In a research note sent to clients on Wednesday, Wilsons Advisory said it remains cautious on the sector overall, and its "underweight positioning remain(s) unchanged".
As they said:
Overall, the reporting season demonstrated that sector fundamentals are broadly sound, with headline results largely in line with expectations. However, there were some notable differences in underlying trends and relative share price performance across the majors – with CommBank's (CBA) recent underperformance standing out as a key development.
The Wilsons team said there were several standout themes across the banks, including that credit growth "continues to surprise to the upside, supporting better-than-expected revenue''.
System growth remains above trend, at about 6% in home loans and about 9% in business lending. Banks have expressed confidence this pace can be sustained given a healthy macro backdrop – a view reflected in medium-term consensus forecasts.
Cost starting to bite
Costs were a key differentiator across the sector, they said, with Commonwealth Bank and National Australia Bank Ltd (ASX: NAB) feeling the impact of higher wages, more frontline staff, and greater technology spending, while ANZ and Westpac are holding up better than expected.
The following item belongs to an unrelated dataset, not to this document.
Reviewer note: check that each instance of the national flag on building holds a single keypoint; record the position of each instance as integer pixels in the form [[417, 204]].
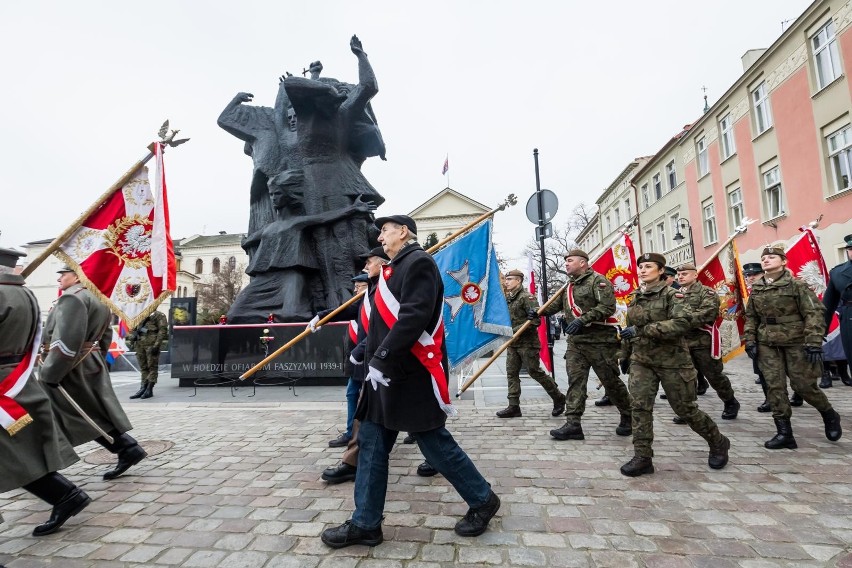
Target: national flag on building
[[123, 251], [476, 316]]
In general, the Wilsons team said they were underwhelmed by the growth prospects across the sector.
Overall, despite minor consensus revisions for individual banks, tying together each of the key EPS (earnings per share) drivers, the sector-level earnings story remains broadly unchanged. We continue to expect the banks to deliver modest, not particularly compelling low- to mid-single-digit EPS growth over the medium-term.
CBA losing its edge
They pointed out, however, that there had been a clear shift in earnings leadership within the sector, with Commonwealth Bank falling short in this regard.
CBA has previously been a consistent source of earnings upgrades, offering a degree of relative safety in a market characterised by sluggish earnings growth, China-related weakness impacting resources stocks, and earnings risks associated with broad macro/ political uncertainty. Reliable earnings upgrades attracted momentum-driven quant buying, which, combined with passive flows, pushed CBA's valuation to extreme levels and underpinned its outperformance of the market and its peers.
But this outperformance had started to unwind, the Wilsons team said, as upgrades had waned.
The bank's 'in-line' FY25 result and 1Q26 updates both failed to meet elevated expectations for further earnings upgrades, while also raising concerns around rising costs … this is at a time when other banks – particularly ANZ and Westpac – have shown improving consensus earnings momentum. Overall, with CBA's upgrade cycle stalling, peers gaining consensus earnings momentum, and its valuation premium still substantial, we see further downside in CBA's relative performance as the market continues to rotate.
Wilsons said ANZ was "comfortably the 'best value' bank on all key valuation metrics", while Westpac offered an attractive yield "and holds the strongest balance sheet''.
The Wilson team said NAB had an "uncompelling risk/reward" story and the weakest balance sheet among the major banks.
On the Commonwealth Bank, they said it remained a "high quality franchise, but still by far the most expensive bank on every key valuation measure, making the risk/reward unattractive''.